The study examines romantic confession as a form of deliberate persuasive discourse in which the interlocutors verbally and nonverbally influence each other’s views and behaviors. A complex but yet recurrent pattern distinctive of romantic confession was identified, and, as a result, the study developed a discourse structure for romantic confession to reveal its discourse disposition, communicative function, and the effects of interaction and co-construction between interlocutors. By analyzing in-depth the twenty-hour discourse data collected from the popular Chinese reality dating TV show, Perfect Dating, the present study devised a four-stage discourse structure of romantic confession with concepts drawn from interdisciplinary studies, specifically, narrative studies and communication studies.
Modeling after Labov and Waletzky’s analytic framework for narrative analysis, which allows discussions on the characteristics of the discourse itself (Labov and Waletzky, 1967), the current study created a framework on a conversational level to capture the interactional and communicative characteristics of romantic confession. The stages identified in the discourse of romantic confession are: (1) setting the scene, (2) making impressions & confessing feelings, (3) discussion & negotiation, and (4) coming to a decision. The roles of the interlocutors are found to shift between stages and each of the stages serves different functions in romantic confession. It is also found that despite following a general direction of conversation development, interlocutors will often skip or go back and forth between stages for various communicative and social reasons (stylistic preference, face-mitigation, co-construction, etc.).

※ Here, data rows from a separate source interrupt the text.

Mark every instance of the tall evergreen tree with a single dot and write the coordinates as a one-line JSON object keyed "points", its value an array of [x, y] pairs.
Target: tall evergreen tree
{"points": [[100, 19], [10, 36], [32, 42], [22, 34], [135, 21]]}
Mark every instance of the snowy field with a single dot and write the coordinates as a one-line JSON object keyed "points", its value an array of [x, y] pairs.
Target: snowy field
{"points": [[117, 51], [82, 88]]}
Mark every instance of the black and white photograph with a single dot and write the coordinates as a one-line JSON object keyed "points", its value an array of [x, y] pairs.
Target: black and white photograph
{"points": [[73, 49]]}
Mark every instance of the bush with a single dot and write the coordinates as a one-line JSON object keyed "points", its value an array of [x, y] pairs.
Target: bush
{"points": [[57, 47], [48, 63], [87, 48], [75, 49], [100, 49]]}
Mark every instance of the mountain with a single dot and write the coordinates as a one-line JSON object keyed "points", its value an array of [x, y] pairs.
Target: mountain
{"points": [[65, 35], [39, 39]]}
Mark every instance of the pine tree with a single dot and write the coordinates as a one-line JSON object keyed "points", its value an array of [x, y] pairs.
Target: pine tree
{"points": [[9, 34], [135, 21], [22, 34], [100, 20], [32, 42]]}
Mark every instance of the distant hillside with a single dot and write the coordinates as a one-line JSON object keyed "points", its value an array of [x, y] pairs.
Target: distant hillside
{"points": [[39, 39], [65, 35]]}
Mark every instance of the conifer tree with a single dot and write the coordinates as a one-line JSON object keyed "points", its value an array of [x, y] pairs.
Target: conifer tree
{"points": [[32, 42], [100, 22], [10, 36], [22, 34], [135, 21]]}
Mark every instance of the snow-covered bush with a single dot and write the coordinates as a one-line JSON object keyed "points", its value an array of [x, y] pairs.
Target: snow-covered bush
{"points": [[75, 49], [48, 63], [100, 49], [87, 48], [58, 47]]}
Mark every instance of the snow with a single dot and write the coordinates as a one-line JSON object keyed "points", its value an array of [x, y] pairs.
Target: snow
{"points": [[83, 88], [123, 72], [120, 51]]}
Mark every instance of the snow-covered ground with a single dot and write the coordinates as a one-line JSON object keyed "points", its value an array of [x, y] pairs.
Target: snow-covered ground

The current study is one of the first comprehensive studies to demonstrate the constantly interacting and co-constructing linguistic and nonlinguistic behaviors between romantic confessors and confessees. It is the goal of the study to establish a structural framework that provides new insights into the interactionally and socially constructed characteristics of romantic persuasion, as well as to resituate discourse analysis studies in a more functional and communicative light to welcome future discussions across disciplines.
Labov, William, and Joshua Waletzky. 1967. Narrative analysis. Essays on the Verbal and Visual Arts: Proceedings of the 1966 Annual Spring Meeting of the American Ethnological Society, ed. by June Helm, 12 – 44. Seattle: University of Washington Press.